For the first of the 15 years of the agreement, the exemption on the incremental assessed value of the property is 100% and is reduced in increments of either 5 or 10 percentage points. By year 15, it will have decreased to 10%.
If 79 Bridge Street fails to live up to its end of the bargain, then the town can file a notice of default with the aforementioned state Economic Assistance Coordinating Council (EACC). If the project is decertified by the EACC, then benefits already awarded to the company “may be reclaimed or recovered by the town.”
In 2015, Vijay Mahida also acquired the old Magnuson Hotel on Route 7 in Lenox, which he demolished and intended to replace with a 100-room Residence Inn By Marriott and a conference center. That property remains unimproved. Mahida has been at the center, along with competing developer Joseph Toole, of what has been dubbed the “hotel wars” in Lenox and Pittsfield.
After the delays and scaling back of the project, there were persistent rumors that the Mahidas were spread too thin and had run out of money for expansion. Nothing could be further from the truth, Carpenter insisted in an Edge interview two years ago.
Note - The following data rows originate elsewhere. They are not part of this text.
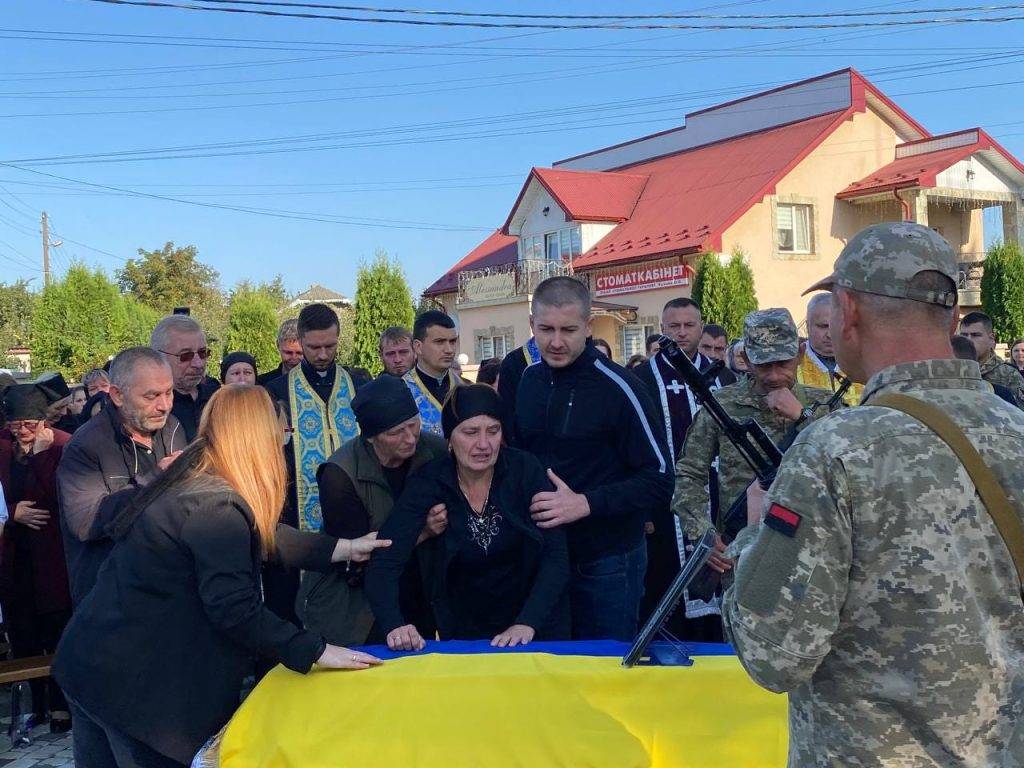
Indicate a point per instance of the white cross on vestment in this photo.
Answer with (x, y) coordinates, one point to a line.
(676, 387)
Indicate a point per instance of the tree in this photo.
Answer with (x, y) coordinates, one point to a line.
(711, 290)
(1003, 290)
(82, 321)
(741, 297)
(173, 276)
(382, 299)
(16, 305)
(252, 324)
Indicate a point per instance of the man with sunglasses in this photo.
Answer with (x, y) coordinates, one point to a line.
(181, 340)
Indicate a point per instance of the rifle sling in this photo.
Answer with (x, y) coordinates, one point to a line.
(1008, 522)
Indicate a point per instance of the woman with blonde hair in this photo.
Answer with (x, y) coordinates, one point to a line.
(154, 657)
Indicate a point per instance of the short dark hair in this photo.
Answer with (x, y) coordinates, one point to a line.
(427, 321)
(394, 334)
(964, 348)
(560, 291)
(716, 331)
(316, 317)
(488, 370)
(681, 303)
(972, 318)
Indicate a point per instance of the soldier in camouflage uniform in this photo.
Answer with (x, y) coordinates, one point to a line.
(978, 328)
(771, 396)
(877, 590)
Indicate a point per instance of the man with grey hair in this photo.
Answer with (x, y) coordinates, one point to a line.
(290, 349)
(181, 340)
(114, 454)
(593, 424)
(879, 582)
(818, 368)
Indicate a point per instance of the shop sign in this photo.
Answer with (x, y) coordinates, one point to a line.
(665, 273)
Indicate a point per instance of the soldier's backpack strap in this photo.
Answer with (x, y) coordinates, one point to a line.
(1008, 522)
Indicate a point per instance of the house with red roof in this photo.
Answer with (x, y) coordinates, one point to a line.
(785, 176)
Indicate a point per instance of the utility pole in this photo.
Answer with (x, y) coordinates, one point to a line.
(46, 249)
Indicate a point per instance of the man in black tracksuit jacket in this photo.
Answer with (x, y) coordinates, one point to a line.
(595, 427)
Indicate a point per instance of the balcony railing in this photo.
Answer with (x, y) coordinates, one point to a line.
(507, 281)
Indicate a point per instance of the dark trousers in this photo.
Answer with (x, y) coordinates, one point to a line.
(33, 635)
(605, 594)
(98, 745)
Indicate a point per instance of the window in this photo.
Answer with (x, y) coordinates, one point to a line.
(493, 346)
(634, 338)
(557, 246)
(794, 226)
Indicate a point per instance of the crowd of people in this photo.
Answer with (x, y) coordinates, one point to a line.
(181, 532)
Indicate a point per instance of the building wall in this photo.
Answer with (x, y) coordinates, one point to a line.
(512, 315)
(858, 146)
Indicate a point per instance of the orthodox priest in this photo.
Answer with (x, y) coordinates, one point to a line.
(681, 322)
(818, 369)
(435, 342)
(316, 398)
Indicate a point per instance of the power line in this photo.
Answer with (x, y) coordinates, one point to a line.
(596, 16)
(418, 130)
(520, 26)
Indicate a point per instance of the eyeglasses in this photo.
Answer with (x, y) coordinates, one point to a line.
(188, 354)
(17, 426)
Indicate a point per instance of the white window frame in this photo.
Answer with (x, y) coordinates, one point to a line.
(801, 224)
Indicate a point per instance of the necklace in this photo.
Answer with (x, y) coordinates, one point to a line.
(483, 523)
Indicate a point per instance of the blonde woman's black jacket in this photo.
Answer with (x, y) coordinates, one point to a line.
(161, 644)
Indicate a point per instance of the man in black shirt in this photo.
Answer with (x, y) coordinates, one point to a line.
(358, 484)
(182, 342)
(435, 341)
(594, 426)
(315, 397)
(667, 548)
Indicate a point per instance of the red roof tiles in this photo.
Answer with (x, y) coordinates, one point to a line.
(496, 250)
(692, 197)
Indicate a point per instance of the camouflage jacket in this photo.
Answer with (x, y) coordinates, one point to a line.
(997, 371)
(705, 440)
(879, 592)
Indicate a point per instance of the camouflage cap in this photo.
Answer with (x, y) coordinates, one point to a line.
(770, 336)
(884, 258)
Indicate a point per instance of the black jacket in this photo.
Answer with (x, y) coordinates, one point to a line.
(595, 425)
(188, 410)
(517, 477)
(161, 645)
(99, 472)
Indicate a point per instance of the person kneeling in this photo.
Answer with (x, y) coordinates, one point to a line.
(493, 573)
(154, 657)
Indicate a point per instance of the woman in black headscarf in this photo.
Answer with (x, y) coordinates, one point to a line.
(493, 573)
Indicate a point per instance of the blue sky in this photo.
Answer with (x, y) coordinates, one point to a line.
(430, 130)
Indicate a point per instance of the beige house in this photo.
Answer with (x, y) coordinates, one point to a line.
(785, 176)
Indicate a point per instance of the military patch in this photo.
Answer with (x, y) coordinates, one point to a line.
(781, 519)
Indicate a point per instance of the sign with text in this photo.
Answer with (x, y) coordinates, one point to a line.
(665, 273)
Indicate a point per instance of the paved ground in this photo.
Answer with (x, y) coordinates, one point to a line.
(46, 751)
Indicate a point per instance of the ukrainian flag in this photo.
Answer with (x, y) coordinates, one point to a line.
(459, 705)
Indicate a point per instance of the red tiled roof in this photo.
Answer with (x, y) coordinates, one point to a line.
(496, 250)
(692, 197)
(587, 196)
(921, 170)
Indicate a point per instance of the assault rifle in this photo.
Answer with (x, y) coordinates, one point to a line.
(734, 519)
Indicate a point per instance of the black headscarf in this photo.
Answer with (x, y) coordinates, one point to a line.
(383, 403)
(466, 402)
(233, 357)
(25, 402)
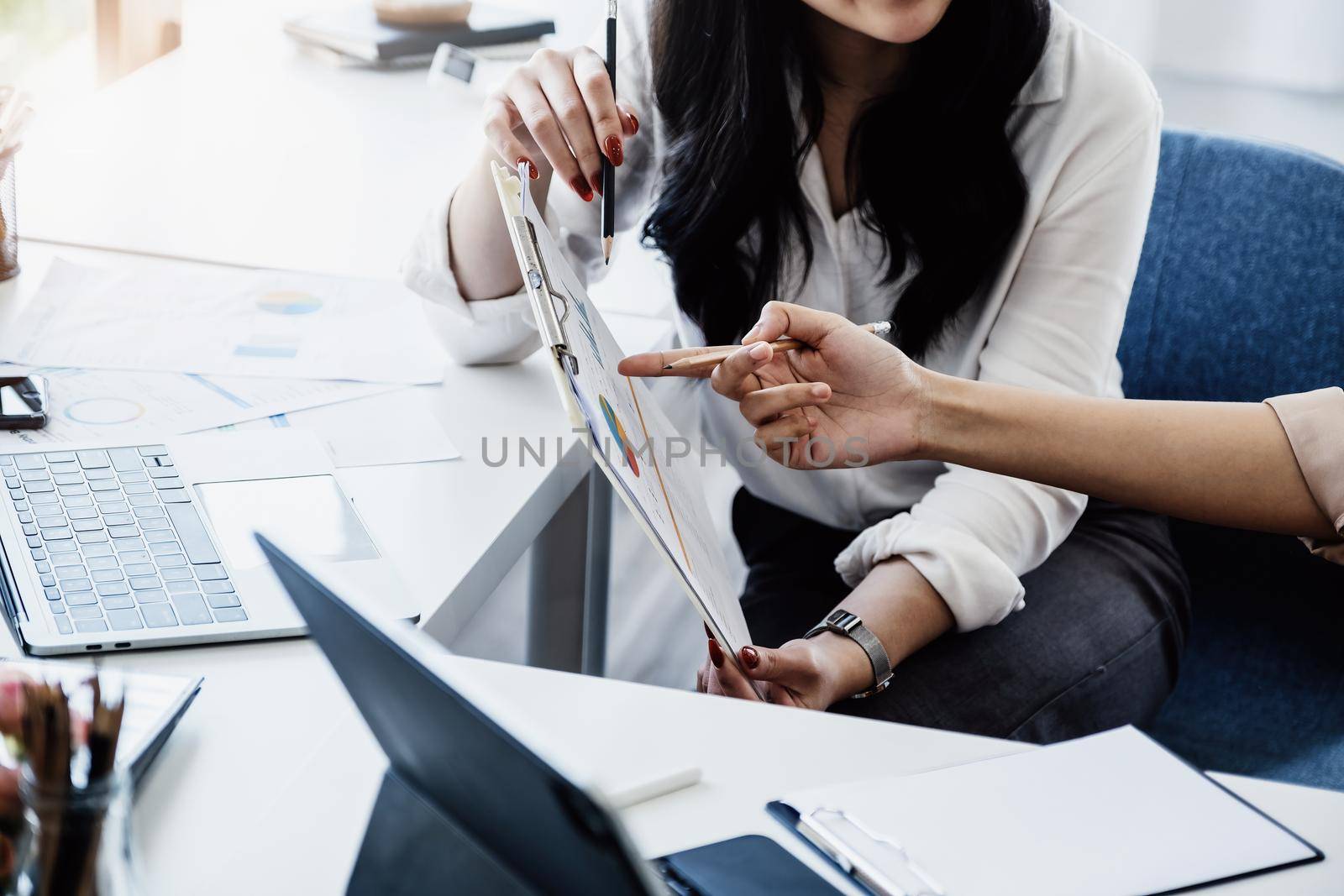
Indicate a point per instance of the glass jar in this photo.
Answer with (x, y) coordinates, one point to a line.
(8, 217)
(76, 844)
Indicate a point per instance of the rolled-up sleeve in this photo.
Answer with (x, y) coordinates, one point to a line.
(1315, 427)
(503, 329)
(974, 533)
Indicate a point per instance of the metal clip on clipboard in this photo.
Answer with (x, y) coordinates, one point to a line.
(544, 296)
(875, 862)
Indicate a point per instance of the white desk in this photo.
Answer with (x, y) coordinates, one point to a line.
(454, 528)
(268, 783)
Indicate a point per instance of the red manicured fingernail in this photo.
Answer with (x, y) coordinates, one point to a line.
(582, 188)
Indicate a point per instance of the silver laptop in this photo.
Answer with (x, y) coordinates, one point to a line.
(114, 547)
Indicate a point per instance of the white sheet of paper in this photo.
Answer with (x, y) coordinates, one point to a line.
(1110, 815)
(633, 439)
(226, 322)
(393, 427)
(93, 406)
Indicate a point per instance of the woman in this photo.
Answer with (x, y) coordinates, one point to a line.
(978, 172)
(1276, 466)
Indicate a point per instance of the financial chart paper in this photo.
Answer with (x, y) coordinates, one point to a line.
(279, 324)
(632, 439)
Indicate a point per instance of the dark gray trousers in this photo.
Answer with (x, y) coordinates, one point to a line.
(1097, 645)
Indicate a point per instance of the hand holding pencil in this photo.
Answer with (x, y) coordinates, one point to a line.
(833, 396)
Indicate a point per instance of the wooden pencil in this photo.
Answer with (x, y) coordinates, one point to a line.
(608, 168)
(714, 355)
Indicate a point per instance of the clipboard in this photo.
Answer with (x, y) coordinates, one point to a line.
(608, 409)
(1113, 813)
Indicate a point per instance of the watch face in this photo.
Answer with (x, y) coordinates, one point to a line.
(844, 621)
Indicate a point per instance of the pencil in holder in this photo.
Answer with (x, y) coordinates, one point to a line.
(8, 217)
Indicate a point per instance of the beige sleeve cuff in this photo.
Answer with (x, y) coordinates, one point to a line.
(1315, 427)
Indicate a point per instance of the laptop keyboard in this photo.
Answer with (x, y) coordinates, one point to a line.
(118, 542)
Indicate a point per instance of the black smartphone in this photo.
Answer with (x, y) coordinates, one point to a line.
(24, 402)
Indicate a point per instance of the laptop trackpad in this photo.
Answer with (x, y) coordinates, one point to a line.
(308, 515)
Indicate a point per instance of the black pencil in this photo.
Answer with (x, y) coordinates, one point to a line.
(608, 168)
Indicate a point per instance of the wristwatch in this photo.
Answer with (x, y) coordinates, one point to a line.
(851, 626)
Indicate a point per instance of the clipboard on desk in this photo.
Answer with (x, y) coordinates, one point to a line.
(629, 436)
(1110, 815)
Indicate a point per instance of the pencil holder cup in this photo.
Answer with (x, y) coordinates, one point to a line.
(8, 217)
(76, 842)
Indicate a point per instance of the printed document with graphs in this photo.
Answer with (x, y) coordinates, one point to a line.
(628, 430)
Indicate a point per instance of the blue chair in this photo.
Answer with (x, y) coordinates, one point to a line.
(1241, 296)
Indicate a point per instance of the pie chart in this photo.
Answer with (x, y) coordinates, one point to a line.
(622, 441)
(289, 302)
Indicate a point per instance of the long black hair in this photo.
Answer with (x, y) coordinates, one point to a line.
(931, 164)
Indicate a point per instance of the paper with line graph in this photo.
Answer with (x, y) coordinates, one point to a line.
(93, 406)
(226, 322)
(632, 439)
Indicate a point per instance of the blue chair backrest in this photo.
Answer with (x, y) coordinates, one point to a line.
(1241, 296)
(1240, 293)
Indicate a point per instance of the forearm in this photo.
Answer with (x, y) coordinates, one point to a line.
(1215, 463)
(900, 606)
(479, 241)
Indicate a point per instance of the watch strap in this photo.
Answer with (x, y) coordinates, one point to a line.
(847, 624)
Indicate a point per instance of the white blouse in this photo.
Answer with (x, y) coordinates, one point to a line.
(1086, 134)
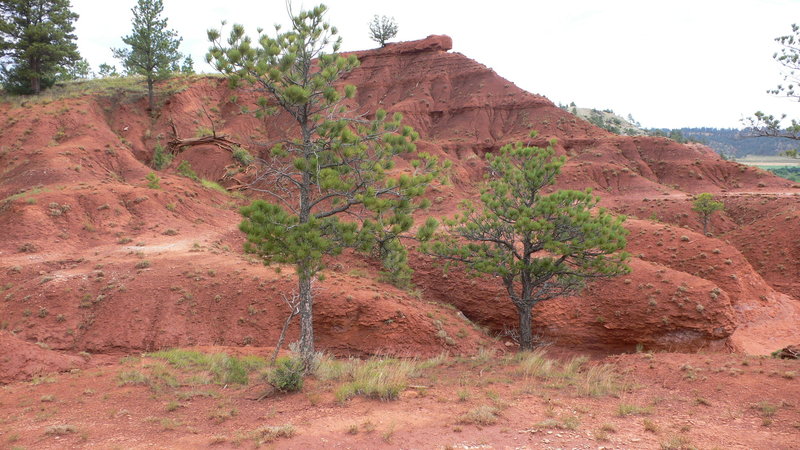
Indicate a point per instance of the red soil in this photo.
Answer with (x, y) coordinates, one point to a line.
(91, 259)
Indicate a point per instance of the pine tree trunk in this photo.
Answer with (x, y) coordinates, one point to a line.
(525, 327)
(150, 100)
(306, 320)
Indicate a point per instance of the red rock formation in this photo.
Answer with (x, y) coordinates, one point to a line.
(91, 153)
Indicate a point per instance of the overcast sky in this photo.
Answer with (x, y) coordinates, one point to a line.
(668, 63)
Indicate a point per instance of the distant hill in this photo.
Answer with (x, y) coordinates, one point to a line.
(730, 142)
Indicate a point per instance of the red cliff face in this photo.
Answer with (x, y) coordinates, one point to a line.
(78, 219)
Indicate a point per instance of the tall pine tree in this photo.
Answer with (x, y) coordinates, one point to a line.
(153, 48)
(36, 41)
(333, 163)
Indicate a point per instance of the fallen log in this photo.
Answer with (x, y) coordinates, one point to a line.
(177, 145)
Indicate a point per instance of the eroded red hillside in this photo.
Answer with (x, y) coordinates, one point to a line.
(91, 258)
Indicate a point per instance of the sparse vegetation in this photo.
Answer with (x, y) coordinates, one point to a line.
(519, 235)
(481, 415)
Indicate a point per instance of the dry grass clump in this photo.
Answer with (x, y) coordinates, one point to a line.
(382, 379)
(266, 434)
(588, 380)
(482, 415)
(60, 430)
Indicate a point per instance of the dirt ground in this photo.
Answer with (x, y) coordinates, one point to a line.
(658, 400)
(98, 266)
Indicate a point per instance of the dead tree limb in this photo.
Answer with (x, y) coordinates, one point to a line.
(294, 309)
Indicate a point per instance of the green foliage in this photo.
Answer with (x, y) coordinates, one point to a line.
(107, 71)
(789, 57)
(381, 29)
(36, 40)
(185, 169)
(705, 205)
(153, 181)
(187, 68)
(79, 70)
(287, 376)
(213, 185)
(220, 367)
(339, 163)
(675, 134)
(152, 47)
(790, 173)
(161, 158)
(242, 156)
(541, 246)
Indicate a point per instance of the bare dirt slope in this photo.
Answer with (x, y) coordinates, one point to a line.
(87, 244)
(94, 260)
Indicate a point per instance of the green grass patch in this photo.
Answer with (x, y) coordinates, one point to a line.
(218, 368)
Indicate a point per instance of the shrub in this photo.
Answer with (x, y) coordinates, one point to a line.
(153, 181)
(287, 376)
(242, 156)
(185, 169)
(161, 158)
(208, 184)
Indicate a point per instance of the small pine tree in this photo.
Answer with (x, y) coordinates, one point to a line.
(107, 71)
(37, 40)
(153, 48)
(541, 246)
(705, 205)
(188, 66)
(382, 28)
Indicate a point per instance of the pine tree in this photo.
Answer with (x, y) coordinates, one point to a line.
(188, 66)
(705, 205)
(36, 40)
(762, 124)
(333, 162)
(153, 49)
(381, 29)
(540, 246)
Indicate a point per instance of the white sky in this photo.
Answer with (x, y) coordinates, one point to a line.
(668, 63)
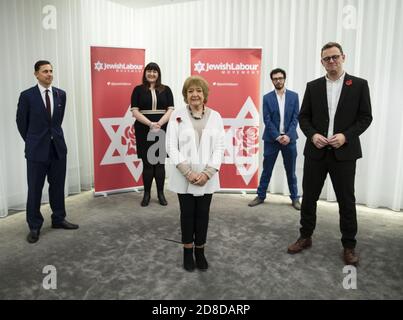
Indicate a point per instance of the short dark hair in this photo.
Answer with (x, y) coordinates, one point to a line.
(40, 63)
(158, 85)
(331, 45)
(277, 70)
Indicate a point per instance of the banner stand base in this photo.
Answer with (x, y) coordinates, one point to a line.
(110, 192)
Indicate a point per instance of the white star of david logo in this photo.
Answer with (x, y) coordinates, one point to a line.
(98, 66)
(199, 66)
(247, 166)
(117, 152)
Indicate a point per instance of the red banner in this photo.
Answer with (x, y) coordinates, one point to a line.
(234, 79)
(114, 73)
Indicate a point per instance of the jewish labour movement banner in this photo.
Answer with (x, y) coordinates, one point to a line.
(114, 74)
(234, 82)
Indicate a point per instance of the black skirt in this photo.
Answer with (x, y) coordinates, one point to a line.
(141, 132)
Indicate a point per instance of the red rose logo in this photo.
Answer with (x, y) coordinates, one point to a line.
(129, 140)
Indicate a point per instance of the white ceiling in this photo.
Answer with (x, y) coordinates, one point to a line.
(147, 3)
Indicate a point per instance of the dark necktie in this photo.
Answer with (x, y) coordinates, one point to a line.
(48, 104)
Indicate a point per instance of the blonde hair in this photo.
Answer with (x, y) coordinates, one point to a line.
(196, 81)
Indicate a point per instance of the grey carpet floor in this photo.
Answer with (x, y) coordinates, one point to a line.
(124, 251)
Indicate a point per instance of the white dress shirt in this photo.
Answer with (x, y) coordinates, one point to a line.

First, there was the matter of the hazardous material that had to be removed from some old buildings: the Searles School, built in 1898, and the annex, built in 1956. Both contained tiling with asbestos under them and surfaces coated in lead paint. It was a very expensive process that took several months. Even if a building is going to be demolished, as is the case with the annex, hazardous material must be removed and disposed of separately.
In addition, historical artifacts had to be removed, catalogued and given to town bodies that have an interest in preserving them, such as the historical commission and its chairman Paul Ivory. The school itself closed in 2004 when the Berkshire Hills Regional School District opened regional elementary and middle schools on Monument Valley Road.
The development cost is now estimated to be $15 million and construction is expected to begin in 2023 and last between 18 and 24 months. The Mahidas had originally indicated they expected to spend between $20 million and $25 million on the Berkshire Hotel project.
When the new special permit was issued in 2019, that number was reduced to between $17 million and $19 million. According to the TIF agreement, when the hotel becomes fully operational, the Mahidas expect to hire between 15 and 20 full-time equivalent employees.